What are all reasons due to which a node on cluster goes in unhealthy state?
Based on my limited understanding it generally happens when the HDFS utilization on the given node goes beyond a threshold value. This threshold value is defined with max-disk-utilization-per-disk-percentage property.
I have observed at times when a memory intensive spark job is triggered on spark-sql or using pyspark nodes go to unhealthy state. Upon further looking I did ssh on the node that was in unhealthy state and discovered that actually dfs utilization was less that 75% and the value that was set for the above mentioned property was 99 on my cluster.
So I presume there is some other fact that I am missing which basically causes this behavior.
Thanks in advance for your help.
Manish Mehra
YARN Nodemanager on each hadoop node(slave) will mark the node unhealthy based on heuristics determined by health-checker. By default it will be Disk checker. If set, it can also an external health checker.
The default Disk Checker
checks the free disk space on node and is if the disk(s) go over 90% it will mark the node unhealthy. (which is default and set in yarn.nodemanager.disk-health-checker.max-disk-utilization-per-disk-percentage )
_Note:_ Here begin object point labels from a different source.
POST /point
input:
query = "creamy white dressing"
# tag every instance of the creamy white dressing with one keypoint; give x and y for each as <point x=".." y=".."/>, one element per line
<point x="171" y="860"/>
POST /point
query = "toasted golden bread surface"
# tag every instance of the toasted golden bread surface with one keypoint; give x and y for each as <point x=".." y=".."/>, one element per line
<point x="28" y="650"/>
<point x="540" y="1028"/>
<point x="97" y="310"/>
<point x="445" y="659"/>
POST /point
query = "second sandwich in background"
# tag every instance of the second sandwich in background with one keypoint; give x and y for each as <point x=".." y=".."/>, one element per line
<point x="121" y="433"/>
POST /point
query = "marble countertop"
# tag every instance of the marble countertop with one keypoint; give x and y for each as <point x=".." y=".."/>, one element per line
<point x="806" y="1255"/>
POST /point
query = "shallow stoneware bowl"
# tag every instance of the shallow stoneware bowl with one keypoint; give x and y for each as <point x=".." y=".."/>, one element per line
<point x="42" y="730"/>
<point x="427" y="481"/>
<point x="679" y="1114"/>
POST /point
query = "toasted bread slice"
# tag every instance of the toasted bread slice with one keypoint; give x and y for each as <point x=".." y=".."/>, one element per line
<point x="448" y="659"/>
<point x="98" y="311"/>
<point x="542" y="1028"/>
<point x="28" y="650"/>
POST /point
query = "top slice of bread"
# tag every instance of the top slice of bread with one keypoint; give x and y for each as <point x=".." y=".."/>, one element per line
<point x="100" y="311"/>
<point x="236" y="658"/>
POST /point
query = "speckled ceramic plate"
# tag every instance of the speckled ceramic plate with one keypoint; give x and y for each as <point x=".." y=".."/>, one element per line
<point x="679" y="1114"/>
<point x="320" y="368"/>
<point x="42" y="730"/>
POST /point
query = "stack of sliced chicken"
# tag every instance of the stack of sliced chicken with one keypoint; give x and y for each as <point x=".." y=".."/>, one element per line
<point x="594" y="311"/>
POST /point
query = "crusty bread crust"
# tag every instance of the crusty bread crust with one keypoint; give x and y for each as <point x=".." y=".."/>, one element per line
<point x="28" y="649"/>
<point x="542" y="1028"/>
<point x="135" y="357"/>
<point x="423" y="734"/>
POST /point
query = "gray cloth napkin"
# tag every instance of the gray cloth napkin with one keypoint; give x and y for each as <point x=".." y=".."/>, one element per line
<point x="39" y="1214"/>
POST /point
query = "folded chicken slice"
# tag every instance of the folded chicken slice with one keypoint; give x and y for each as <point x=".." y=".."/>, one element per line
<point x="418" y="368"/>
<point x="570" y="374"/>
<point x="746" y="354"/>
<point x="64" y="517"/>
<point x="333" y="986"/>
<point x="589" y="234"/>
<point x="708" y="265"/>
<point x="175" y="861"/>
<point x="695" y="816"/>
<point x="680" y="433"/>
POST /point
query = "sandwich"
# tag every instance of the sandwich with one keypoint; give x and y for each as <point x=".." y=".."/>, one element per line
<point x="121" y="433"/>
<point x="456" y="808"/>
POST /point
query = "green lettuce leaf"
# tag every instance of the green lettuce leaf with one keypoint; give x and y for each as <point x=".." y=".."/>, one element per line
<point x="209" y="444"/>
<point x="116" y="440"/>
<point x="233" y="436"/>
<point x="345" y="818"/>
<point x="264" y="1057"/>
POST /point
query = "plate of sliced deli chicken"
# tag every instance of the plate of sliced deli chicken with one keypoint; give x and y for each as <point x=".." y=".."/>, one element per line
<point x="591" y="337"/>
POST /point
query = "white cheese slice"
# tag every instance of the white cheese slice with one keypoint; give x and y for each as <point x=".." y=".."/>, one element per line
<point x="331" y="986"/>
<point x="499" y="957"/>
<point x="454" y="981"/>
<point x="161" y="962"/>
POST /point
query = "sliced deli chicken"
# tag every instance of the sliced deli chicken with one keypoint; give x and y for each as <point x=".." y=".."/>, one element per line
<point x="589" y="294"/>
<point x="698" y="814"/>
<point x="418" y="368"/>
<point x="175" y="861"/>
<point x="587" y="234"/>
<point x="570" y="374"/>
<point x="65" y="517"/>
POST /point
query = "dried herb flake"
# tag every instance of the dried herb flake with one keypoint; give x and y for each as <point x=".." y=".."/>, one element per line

In your case, You seem to be checking HDFS usage which span across nodes. You need to verify the disk utilization on individual nodes using "df -h" to check the disk usage on that node. If you see a volume like /mnt/ going over 99% , then it will be marked unhealthy.
You will need to find out top directories occupying most disk space and make appropriate actions accordingly. HDFS, which will use the disk(s) on the nodes (set using dfs.data.dir), can cause the nodes unhealthy if its utilization is very high during a job run. However, the nodes can go unhealthy without a high HDFS utilization.